Filmer les policiers, est-ce légal ? Comme le déclare ce délégué syndical de l'UNSA dans cette vidéo, rien n'empêche quiconque de filmer un policier dans l'exercice de ses fonctions si aucune interdiction n'a été posée au préalable. En réalité, aucun article de loi n'existe sur le sujet, à l’exception de deux arrêts de la cour de cassation datant de 2000 et 2001, et signalés par Slate, qui précisent que « la diffusion d'images de policiers dans l'exercice de leur fonction est autorisée dès lors qu'elle illustre un événement d'actualité ». Une manif, des expulsions d'un camp de réfugié ou la chasse aux vendeurs à la sauvette, autant de cas couverts par le qualificatif d' « actualité ». Le droit à l'image ne s'appliquant que sur la vie privée, toute photo ou vidéo prise dans un espace public se révèle licite. Même Facebook, utilisé par les copwatchers pour récolter des informations sur les profils des policiers, ne fait pas partie du domaine privé. Seul l'anonymat est requis dans certains cas, assez évidents : pour les policiers engagés dans la lutte antiterroriste, les interventions criminelles, les investigations financières ou les interventions du RAID.

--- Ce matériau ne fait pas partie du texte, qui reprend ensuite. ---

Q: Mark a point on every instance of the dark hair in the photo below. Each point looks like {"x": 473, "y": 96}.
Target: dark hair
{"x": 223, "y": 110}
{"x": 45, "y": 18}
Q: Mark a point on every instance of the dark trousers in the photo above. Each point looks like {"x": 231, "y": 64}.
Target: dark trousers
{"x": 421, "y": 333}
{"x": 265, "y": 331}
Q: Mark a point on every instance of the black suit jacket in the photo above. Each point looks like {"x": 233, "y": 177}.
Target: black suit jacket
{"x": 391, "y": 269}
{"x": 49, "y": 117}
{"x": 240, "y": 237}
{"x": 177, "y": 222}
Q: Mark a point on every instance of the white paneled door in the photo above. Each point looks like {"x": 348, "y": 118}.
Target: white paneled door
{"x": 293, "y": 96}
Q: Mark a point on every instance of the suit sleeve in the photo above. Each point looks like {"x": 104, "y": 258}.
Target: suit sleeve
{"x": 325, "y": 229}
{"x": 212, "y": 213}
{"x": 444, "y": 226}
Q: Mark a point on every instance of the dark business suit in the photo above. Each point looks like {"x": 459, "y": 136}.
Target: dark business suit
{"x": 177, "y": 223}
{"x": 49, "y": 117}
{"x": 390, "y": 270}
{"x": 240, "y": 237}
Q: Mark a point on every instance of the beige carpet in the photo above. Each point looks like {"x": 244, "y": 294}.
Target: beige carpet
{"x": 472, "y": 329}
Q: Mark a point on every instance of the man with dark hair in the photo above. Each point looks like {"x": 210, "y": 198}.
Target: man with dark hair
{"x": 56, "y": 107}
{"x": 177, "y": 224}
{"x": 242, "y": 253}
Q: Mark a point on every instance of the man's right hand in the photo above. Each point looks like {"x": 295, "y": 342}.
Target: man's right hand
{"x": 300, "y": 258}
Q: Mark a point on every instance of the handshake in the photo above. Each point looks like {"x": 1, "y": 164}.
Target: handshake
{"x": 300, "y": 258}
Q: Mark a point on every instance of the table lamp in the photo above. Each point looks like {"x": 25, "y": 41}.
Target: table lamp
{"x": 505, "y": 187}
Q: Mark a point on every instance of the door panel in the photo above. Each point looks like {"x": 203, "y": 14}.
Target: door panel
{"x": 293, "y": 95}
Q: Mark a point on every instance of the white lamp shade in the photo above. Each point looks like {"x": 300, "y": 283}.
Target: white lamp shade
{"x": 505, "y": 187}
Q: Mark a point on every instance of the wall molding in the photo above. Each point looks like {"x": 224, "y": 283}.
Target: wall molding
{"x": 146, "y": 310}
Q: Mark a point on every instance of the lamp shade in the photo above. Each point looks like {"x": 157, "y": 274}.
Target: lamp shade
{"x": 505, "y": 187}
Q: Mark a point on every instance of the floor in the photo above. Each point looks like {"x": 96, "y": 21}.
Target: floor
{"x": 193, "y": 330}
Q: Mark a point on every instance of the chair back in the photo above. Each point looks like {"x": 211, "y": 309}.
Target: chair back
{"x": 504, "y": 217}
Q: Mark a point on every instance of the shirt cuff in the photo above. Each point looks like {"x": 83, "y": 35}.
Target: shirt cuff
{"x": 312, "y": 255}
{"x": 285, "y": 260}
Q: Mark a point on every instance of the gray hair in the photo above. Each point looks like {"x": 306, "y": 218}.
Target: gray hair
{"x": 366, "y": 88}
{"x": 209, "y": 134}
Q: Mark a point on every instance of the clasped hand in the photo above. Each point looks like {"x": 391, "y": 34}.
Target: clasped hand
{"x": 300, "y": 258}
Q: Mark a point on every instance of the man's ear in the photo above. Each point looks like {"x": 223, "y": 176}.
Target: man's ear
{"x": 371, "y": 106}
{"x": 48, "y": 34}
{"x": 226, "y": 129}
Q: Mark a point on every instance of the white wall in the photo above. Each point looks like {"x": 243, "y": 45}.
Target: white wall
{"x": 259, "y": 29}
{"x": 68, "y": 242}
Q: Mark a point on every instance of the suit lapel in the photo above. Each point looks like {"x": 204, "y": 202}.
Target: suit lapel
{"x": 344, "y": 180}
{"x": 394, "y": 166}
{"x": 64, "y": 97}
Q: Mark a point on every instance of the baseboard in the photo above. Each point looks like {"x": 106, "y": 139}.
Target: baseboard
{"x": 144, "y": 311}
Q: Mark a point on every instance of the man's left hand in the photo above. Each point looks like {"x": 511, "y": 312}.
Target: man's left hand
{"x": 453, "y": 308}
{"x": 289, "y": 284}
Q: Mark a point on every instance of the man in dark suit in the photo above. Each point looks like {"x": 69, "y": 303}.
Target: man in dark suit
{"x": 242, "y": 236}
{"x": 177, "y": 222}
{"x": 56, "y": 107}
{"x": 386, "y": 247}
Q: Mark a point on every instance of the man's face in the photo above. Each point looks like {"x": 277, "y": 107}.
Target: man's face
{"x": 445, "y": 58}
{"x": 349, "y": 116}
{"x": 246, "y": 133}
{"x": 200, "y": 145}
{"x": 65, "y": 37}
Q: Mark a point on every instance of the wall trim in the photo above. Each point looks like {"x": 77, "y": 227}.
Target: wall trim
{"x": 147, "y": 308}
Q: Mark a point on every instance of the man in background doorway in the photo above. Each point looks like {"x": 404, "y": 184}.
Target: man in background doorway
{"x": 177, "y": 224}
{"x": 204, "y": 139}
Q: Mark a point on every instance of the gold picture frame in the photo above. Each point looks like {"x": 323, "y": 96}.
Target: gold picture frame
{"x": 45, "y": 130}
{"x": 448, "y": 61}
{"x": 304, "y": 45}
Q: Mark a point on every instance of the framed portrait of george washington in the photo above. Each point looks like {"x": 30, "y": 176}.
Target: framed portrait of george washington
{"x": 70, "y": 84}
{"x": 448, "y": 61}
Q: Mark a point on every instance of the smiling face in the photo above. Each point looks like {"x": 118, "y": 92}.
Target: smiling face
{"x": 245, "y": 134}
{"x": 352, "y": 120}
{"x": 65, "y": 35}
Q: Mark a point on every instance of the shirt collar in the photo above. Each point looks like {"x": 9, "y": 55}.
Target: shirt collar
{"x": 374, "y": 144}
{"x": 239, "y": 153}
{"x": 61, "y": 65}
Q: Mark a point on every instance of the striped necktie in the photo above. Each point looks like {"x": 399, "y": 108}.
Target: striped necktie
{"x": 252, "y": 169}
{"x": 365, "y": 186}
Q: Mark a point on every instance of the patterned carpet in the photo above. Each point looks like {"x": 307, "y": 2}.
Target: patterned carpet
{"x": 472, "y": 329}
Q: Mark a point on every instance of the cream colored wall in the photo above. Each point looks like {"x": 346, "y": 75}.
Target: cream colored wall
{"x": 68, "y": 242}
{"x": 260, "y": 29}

Qualifié d’« antiflic » par le syndicat de police Alliance, CopWatch s'inscrit pourtant dans un objectif de fichage précis et ordonné, et plus seulement dans la diffusion d'images prises à la sauvette, avec le souci déclaré d'« avoir une vue d’ensemble des pratiques policières ». Gage de crédibilité, les informations comme les photos et les vidéos sont recoupées, authentifiées, avant d’être mises en ligne, dans une démarche citoyenne. Reste que certains propos tenus sur le site, volontiers vindicatifs, ont donné du grain à moudre à ses pourfendeurs (« Policiers, nous vous identifierons tous un à un. Que votre impunité trouve une fin… » ; «… Nous considérons [vos] institutions comme la fosse commune de l'humanité, le charnier de l'évolution, la mise à mort quotidienne de la déontologie et de l'éthique. »).

Si la décision de censure des onze URL venait à être confirmée, ce serait une grande première en France, qui pourrait ouvrir la voie à d’autres interdictions et filtrages. En attendant, CopWatch a assuré sa survie : grâce à l’aide bénévole de nombreux internautes, des dizaines de sites miroirs ont été mis sur pieds pour palier un éventuel blocage. La possibilité de répliquer à l’infini le site – manipulation à la portée de l’internaute lambda – sous l’effet de la menace d’une censure, baptisé effet Streisand, rend d’ores et déjà caduque une hypothétique décision de filtrage par l'autorité judiciaire.